Joint for space frames

Abstract

A joint for use with a space frame for connecting a plurality of struts together. The joint permits dome fabrication and erection with essentially no field bolting required. A central hub is included in the joint for resisting forces transmitted to the joint by dome struts.

Description

BACKGROUND OF THE INVENTION

The present invention relates in general to roofs, and, more particularly, to space frames, such as geodesic or reticulated dome roofs.

Many tanks, such as storage tanks, or the like, use space frame structures. Such space frames include geodesic dome structures. The dome structures include a multiplicity of struts which are connected together. Heretofore, the interconnecting of the struts required a multiplicity of bolts and bolt-receiving holes. Loads on the frames include the dead weight of the structure, any wind pressure applied to the structure, and loads due to snow. The loads are transferred from the panels to the struts and from the struts through any means used to interconnect the struts.

The joint arrangements of the prior art structures involve substantial costs. In these prior art joint arrangements, many bolts and parts were used, and much bolting had to be done in the field. Such field assembly has many drawbacks. First, expenses involved in the field assembly far exceed expenses involved in shop assembly. Second, in a shop, jigs, fixtures, and the like can be employed in the assembly process, and assembly-line type procedures can be established. Such advantages are not practical in the field. Thus, as much assembly as possible should be carried out in a shop.

There is thus need for a structure which can be quickly and easily erected and which utilizes joints which can have a great deal of fabrication or assembly carried out in the shop.

The prior art structures have also suffered from a drawback arising because beam stresses and forces are not satisfactorily handled. With the prior art connections, the beams connected to a connector tend to move independently and may even cause distortion of some parts of the prior art joints.

There is thus a need for a dome joint structure which will distribute and resist stresses and forces better than the prior art structures.

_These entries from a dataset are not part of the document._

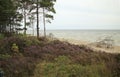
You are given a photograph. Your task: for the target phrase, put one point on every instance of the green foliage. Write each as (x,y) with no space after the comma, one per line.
(1,36)
(15,48)
(5,56)
(62,67)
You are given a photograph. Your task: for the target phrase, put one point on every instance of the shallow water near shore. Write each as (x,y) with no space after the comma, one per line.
(84,35)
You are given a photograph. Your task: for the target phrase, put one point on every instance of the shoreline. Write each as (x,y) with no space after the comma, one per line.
(115,49)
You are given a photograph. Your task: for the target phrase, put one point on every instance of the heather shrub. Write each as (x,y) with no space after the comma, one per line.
(63,67)
(19,66)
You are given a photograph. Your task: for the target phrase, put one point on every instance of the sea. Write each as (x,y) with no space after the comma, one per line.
(83,35)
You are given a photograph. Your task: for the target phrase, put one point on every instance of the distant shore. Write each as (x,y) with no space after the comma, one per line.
(115,49)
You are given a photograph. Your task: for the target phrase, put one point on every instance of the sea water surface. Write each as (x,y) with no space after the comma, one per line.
(85,35)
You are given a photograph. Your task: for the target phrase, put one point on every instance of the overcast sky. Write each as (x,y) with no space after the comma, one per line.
(86,14)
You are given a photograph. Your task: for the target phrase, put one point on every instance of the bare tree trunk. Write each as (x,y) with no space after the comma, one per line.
(37,20)
(44,22)
(24,22)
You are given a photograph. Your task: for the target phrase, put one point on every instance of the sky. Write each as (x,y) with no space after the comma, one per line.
(86,14)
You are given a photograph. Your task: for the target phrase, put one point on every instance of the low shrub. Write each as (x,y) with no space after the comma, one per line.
(62,67)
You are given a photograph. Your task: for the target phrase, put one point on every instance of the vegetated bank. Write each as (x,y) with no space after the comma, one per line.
(22,56)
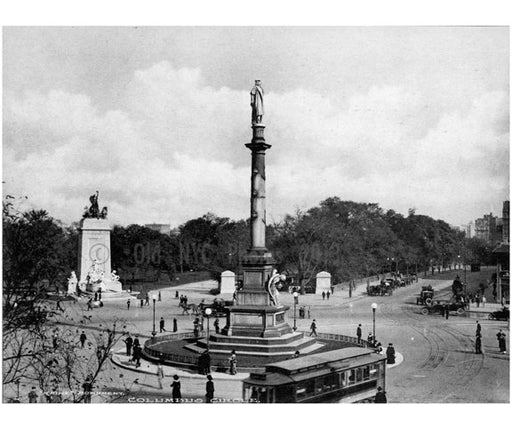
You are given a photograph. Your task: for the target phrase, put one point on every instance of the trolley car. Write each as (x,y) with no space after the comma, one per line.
(352,374)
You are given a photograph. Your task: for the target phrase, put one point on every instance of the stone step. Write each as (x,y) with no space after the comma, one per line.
(281,352)
(254,349)
(283,339)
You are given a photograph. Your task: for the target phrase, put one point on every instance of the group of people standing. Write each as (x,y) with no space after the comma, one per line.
(133,349)
(500,336)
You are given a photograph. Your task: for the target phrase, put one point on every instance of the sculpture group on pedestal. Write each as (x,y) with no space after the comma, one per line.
(272,283)
(72,283)
(257,103)
(94,210)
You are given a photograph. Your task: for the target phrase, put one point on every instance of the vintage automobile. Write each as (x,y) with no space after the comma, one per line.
(426,296)
(503,314)
(384,288)
(440,307)
(218,307)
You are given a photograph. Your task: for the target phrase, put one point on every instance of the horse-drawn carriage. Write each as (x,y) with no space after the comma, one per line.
(426,296)
(218,307)
(442,307)
(382,289)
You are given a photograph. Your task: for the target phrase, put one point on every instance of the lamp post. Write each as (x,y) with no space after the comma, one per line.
(153,297)
(295,300)
(374,307)
(207,313)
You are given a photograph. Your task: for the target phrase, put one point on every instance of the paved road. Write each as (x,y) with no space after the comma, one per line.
(439,362)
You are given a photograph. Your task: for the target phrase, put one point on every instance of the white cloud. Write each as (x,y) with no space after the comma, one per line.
(174,149)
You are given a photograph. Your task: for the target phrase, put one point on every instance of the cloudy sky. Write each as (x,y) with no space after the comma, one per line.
(156,119)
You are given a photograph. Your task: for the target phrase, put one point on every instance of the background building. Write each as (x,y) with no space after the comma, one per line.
(163,228)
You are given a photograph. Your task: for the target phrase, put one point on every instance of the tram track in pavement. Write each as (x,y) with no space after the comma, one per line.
(440,348)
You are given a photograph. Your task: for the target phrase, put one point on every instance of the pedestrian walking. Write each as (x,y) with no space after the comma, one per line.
(87,386)
(176,389)
(32,396)
(380,396)
(160,375)
(137,352)
(196,327)
(359,334)
(83,338)
(478,344)
(232,363)
(55,341)
(313,329)
(502,344)
(136,342)
(210,389)
(390,354)
(129,343)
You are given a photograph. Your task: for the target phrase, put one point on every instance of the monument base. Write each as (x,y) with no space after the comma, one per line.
(257,321)
(284,346)
(105,286)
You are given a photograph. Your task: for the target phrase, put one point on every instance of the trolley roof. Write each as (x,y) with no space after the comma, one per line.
(306,367)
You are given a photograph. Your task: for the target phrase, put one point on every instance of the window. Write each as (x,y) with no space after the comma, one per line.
(352,377)
(366,372)
(359,375)
(343,378)
(305,389)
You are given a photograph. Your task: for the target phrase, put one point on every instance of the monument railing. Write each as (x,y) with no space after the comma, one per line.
(344,338)
(223,362)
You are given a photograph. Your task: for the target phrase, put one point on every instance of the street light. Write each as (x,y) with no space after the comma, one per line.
(295,300)
(153,297)
(374,307)
(208,312)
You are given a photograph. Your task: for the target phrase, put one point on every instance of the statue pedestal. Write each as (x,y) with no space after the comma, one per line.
(105,286)
(93,244)
(254,315)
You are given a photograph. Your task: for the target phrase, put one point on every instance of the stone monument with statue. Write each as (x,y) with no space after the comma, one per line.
(257,323)
(94,261)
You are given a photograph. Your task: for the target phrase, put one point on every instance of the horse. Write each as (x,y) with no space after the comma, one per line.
(187,307)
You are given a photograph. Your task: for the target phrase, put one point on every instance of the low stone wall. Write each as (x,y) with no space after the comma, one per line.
(216,363)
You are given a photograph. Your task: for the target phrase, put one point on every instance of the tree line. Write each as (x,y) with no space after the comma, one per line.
(347,239)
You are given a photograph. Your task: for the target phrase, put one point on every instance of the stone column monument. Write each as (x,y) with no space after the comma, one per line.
(257,311)
(94,262)
(256,324)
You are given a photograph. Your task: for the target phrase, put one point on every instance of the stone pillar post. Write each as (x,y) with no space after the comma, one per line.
(258,208)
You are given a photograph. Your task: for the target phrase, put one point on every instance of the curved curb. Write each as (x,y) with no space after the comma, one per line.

It is also noted that domes may have a tendency to deform or buckle under loading. The loading can be caused by snow, or the like. There is thus a need for a structure which can be quickly and easily fabricated and assembled, with as much of the work as possible being carried out in the shop, and which can be used to resist dome buckling and/or deformation under loading.

A joint connector overcoming these problems is disclosed in a prior patent application, Ser. No. 971,033, filed on Dec. 19, 1978, by this inventor. However, this prior joint connector requires bolts, plates, and the like for assembly. Thus, while the just-mentioned joint connector represents a step forward in the art, that joint connector also has problems associated with bolts, multiple parts, and difficulty of assembly, although this last-mentioned difficulty is minimal with respect to the art prior to that invention.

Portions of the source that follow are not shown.